What are jobs for?
Should we have them?
Should they be mandatory?
What does it mean to have to work to eat, is this a good setup?
Does everyone have to work?
Should they?
These are the right questions to ask. I think about stuff like this often, and just as often people I discuss this with think I'm off my rocker. I, on the other hand, think some can't see past what they have been programmed to see. It's sad really, our lives are finite and much is wasted on a less than optimal layout.
I'd answer: No, we should not have to work to eat, they should not be mandatory, and no not everyone has to work.
But those problems need solved first before completely upending the current system. The system does need changed, but that change must happen before mass unemployment, not after the fact.
How much do you trust the current US administration to guide us into a future where no one needs a job in order to get health care, food, shelter, etc?

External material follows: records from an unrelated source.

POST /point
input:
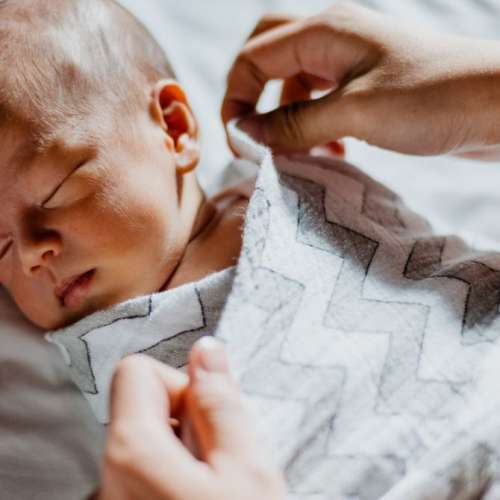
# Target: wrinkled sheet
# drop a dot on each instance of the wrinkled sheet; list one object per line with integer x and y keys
{"x": 365, "y": 344}
{"x": 49, "y": 438}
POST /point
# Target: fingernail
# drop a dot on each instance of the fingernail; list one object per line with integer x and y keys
{"x": 253, "y": 127}
{"x": 212, "y": 355}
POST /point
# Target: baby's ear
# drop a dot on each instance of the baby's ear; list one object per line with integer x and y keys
{"x": 171, "y": 110}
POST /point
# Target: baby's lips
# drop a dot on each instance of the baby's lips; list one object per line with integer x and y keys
{"x": 336, "y": 147}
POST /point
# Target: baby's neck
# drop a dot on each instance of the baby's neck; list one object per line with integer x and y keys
{"x": 216, "y": 238}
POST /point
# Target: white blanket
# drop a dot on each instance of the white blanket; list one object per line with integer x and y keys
{"x": 361, "y": 338}
{"x": 50, "y": 445}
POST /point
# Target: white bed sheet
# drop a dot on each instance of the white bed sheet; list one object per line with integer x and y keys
{"x": 49, "y": 443}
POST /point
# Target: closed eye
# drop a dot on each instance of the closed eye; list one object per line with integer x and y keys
{"x": 5, "y": 249}
{"x": 56, "y": 189}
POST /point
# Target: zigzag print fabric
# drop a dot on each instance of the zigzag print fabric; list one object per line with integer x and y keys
{"x": 365, "y": 344}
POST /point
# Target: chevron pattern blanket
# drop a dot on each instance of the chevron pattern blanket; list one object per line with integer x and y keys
{"x": 365, "y": 344}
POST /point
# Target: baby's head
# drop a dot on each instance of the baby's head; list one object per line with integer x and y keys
{"x": 97, "y": 148}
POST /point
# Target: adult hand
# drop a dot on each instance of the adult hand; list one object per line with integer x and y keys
{"x": 145, "y": 458}
{"x": 392, "y": 85}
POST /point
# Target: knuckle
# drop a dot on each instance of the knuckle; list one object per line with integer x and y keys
{"x": 292, "y": 124}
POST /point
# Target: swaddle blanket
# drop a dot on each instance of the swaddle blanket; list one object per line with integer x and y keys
{"x": 365, "y": 344}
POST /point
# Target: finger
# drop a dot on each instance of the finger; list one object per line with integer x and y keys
{"x": 145, "y": 388}
{"x": 300, "y": 88}
{"x": 220, "y": 421}
{"x": 303, "y": 125}
{"x": 142, "y": 449}
{"x": 270, "y": 55}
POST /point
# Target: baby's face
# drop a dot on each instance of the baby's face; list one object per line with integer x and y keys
{"x": 92, "y": 221}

Maybe figure out the answers to that before forcing everyone into an economy where they still need to work to make money, but any worthwhile jobs have been automated away.
The other question, of course, is what happens to the political power of the newly disposable?

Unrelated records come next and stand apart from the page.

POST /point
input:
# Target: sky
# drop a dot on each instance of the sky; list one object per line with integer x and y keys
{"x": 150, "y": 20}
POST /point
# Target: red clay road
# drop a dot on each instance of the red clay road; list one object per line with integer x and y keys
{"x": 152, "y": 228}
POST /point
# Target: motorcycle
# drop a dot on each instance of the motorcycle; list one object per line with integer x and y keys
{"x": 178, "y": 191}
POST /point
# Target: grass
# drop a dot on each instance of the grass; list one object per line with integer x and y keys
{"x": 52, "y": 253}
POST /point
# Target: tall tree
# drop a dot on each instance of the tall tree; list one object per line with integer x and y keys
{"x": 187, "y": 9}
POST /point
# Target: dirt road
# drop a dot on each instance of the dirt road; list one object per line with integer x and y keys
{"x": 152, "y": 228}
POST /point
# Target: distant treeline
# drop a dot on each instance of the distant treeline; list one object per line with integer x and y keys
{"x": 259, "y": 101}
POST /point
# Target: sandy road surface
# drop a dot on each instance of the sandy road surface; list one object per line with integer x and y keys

No, but what are the odds of the robust welfare state that would be required to actually enable some sort of post-work society taking shape here in America? I'd truly like to be optimistic but, politically we have been moving in the opposite direction ever since the end of the New Deal, and the oligarchs who control the technologies are not exactly benevolent.
No. But capitalism requires them. I'm down to end capitalism, but maybe we should figure that out before we destroy the thing that kinda-sorta made it work?
Who do you think will be answering these questions in a future in which these AI companies visions become a reality? Because they already have a huge influence on society and that will only increase as the tech improves.
The most optimistic answer I can think of is that they will eventually agree to share their wealth under credible threats of violent revolution. That's the most optimistic outcome I see, they concede to threats of violence rather than needing actual violence.